Class II — Potential Health Hazard

Potential health hazard — use of or exposure to this product may cause temporary or medically reversible adverse health consequences.

OneStep CPR Complete Recalled by ZOLL Medical Corporation Due to A portion of one lot of ZOLL OneStep...

Name: OneStep CPR Complete, Adult Multi Function Electrodes, Part Numbers: 8900 0214 01 (case of 8 single electrodes, UDI: 10847946016279) and 8900 0224 01 (single electrode, UDI: 00847946016272) Product
Brand: ZOLL Medical Corporation

Date: August 4, 2017

Company: ZOLL Medical Corporation

Status: Terminated

Source: FDA (Device)

What You Should Do

Stop using this product immediately. Do not consume, use, or distribute it.

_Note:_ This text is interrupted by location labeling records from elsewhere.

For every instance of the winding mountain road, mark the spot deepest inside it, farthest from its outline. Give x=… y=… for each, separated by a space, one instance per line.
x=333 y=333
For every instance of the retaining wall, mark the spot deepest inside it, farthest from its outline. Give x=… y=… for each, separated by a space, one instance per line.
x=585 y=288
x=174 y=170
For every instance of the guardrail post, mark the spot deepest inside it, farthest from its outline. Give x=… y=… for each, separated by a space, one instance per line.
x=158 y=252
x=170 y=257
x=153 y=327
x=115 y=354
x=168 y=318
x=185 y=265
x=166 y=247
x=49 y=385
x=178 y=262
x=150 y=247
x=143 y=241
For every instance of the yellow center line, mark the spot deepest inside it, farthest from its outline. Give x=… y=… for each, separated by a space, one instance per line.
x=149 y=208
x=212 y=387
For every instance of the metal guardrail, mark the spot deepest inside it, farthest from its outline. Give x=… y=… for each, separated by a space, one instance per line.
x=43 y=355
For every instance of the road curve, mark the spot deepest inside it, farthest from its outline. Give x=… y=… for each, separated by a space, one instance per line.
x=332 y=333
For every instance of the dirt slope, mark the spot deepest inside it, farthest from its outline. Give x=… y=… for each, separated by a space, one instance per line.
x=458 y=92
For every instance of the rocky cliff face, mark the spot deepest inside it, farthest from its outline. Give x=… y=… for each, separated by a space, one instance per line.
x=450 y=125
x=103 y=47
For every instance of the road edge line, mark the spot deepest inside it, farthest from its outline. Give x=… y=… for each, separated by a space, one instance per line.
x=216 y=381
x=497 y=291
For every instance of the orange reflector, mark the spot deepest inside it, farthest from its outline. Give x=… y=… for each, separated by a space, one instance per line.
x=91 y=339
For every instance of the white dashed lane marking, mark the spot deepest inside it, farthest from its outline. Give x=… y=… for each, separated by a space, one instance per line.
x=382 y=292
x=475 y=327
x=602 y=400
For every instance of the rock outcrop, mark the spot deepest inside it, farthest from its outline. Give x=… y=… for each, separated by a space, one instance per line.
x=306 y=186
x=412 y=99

Return the product to the place of purchase for a full refund. If you have questions, contact ZOLL Medical Corporation directly.

Affected Products

OneStep CPR Complete, Adult Multi Function Electrodes, Part Numbers: 8900 0214 01 (case of 8 single electrodes, UDI: 10847946016279) and 8900 0224 01 (single electrode, UDI: 00847946016272) Product Usage: Intended Use: Defibrillation, Cardioversion, Noninvasive Pacing, EGG Monitoring, CPR Sensor. For use with ZOLL¿ Defibrillators: R Series, M Series. By Trained Personnel only, Including: Physicians, Nurses, Paramedics, Emergency Medical Technicians, Cardiovascular Laboratory Technicians.

Quantity: 3400

Why Was This Recalled?

A portion of one lot of ZOLL OneStep Complete Electrodes for adults will cause the defibrillator to deliver pediatric energy levels instead of adult energy levels when used with the ZOLL R Series Defibrillator. Defective electrodes will display PEDIATRIC PADS IN USE on the R Series defibrillator. Using the affected product with the M Series Defibrillator poses no risk.

Where Was This Sold?

This product was distributed nationwide across all 50 states.

About ZOLL Medical Corporation

ZOLL Medical Corporation has 14 total recalls tracked by RecallDetector.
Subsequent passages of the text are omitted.